Di questa lingua ibrida, necessariamente condivisa ma resa unica da uno sfolgorante procedimento estetico, l’autore fa un uso prodigioso sia per quanto riguarda il racconto del vissuto, sia nel reinterpretare il taglio storico e scientifico del saggio, disseminato di considerazioni che demoliscono i luoghi comuni e i miti nazionali più abusati (a partire dalla figura del gaucho, esaltata da Borges e Lugones) e contribuiscono a decostruire l’idea del contrasto fra “civiltà e barbarie” proposto da Domingo Sarmiento nel suo Facundo, suggerendo che siano in realtà due facce di una stessa medaglia.

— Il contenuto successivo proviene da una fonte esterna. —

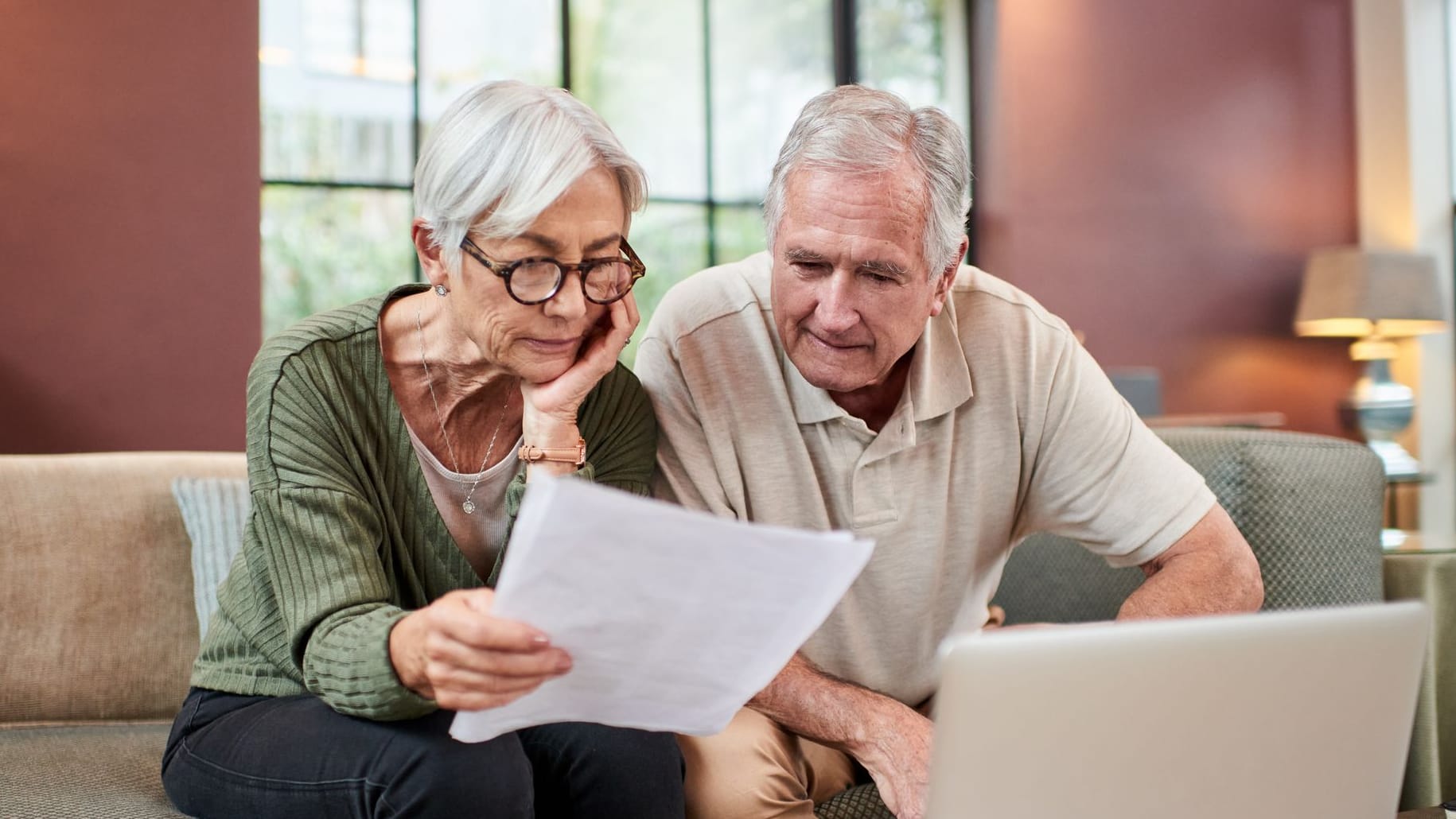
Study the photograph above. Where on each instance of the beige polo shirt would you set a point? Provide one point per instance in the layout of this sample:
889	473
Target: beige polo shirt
1006	428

Infine, e questo è forse l’aspetto più interessante di Il fiume senza sponde, Saer apre in questo tumultuoso, avvincente racconto spiragli che rimandano ai suoi ineguagliabili romanzi (in primo luogo L’arcano e Le nuvole, pubblicati entrambi da La Nuova Frontiera), permettendoci di scorgere la materia della quale la sua narrativa si è nutrita, e soprattutto di gettare uno sguardo su una concezione della letteratura che propone quale patria esclusiva dello scrittore “la fitta giungla del reale”, dove è in agguato la necessità di riflettere e interrogarsi sulla natura dell’esperienza, quanto sull’impossibilità di trasmetterla senza ricrearla.

 

 

Questo articolo è apparso sul quotidiano Il manifesto nel dicembre del 2019

 

 

Scomparso a Parigi nel 2005, Juan José Saer ha lasciato una vasta opera narrativa che include quattro volumi di racconti pubblicati tra il 1960 e il 2000 e dodici romanzi (cinque sono tradotti in italiano). Poco estesa, ma fondamentale, è la sua produzione saggistica, riunita in quattro volumi tra i quali viene abitualmente collocato anche Il fiume senza sponde, nonostante sia universalmente riconosciuto come inclassificabile.

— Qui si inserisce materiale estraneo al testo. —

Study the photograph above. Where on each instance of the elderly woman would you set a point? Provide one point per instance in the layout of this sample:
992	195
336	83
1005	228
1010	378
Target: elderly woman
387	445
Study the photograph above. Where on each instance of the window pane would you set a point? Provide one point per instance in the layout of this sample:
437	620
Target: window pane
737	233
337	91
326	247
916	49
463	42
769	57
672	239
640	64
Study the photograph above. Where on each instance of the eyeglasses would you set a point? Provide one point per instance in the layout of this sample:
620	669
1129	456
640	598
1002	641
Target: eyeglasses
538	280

I veri e propri saggi i Saer sono raccolti in El concepto de ficción (1997), La narración-objeto (1999) e Trabajos (2005), tutti inediti in Italia nonostante siano di notevole interesse, e non solo perché delineano con chiarezza il progetto narrativo dell’autore (convinto dell’impossibilità di catturare e rappresentate il reale nella sua totalità, e impegnato nella costruzione di un’opera in perpetuo divenire, composta da testi collegati l’uno all’altro, che si modificano vicendevolmente), ma perché contengono un’analisi stimolante della tradizionale forma-romanzo, unita all’esame del rapporto che essa intrattiene con il contesto sociale, politico ed economico, fino all’individuazione dei generi letterari come merce funzionale agli interessi e al profitto delle grandi concentrazioni editoriali.

A una critica puntuale e severa del Boom letterario latinoamericano si unisce quella al concetto stesso di “letteratura latinoamericana” (lo scrittore occupò per anni, presso l’Università di Rennes, proprio una cattedra intitolata a quest’ultima), se intesa come categoria estetica che, secondo Saer, porta il doppio marchio del vitalismo e del volontarismo. L’errore più grave per la letteratura latinoamericana, insomma, sarebbe proprio quello di presentarsi a priori come tale: ciò che di latinoamericano può esserci nell’opera di uno scrittore dev’essere secondario e venire “per aggiunta”, poiché la specificità di un autore proviene dal suo lavoro, “non dal caso geografico della sua nascita”, senza contare che nessuna letteratura può davvero aderire a un’identità nazionale o rappresentarla, né è tenuta a farlo. Questo non significa rinunciare alla propria nazionalità o rifiutare la tradizione cui si appartiene, ma essere consapevole del fatto che, se la propria opera contraddice “una serie di valori presentati come indiscutibili”, ma che in realtà si limitano a essere “le convinzioni ristrette e tiepide della classe media” – non può essere se non quella di un “esiliato”, anche nel caso in cui non si siano mai varcati i confini del paese natale.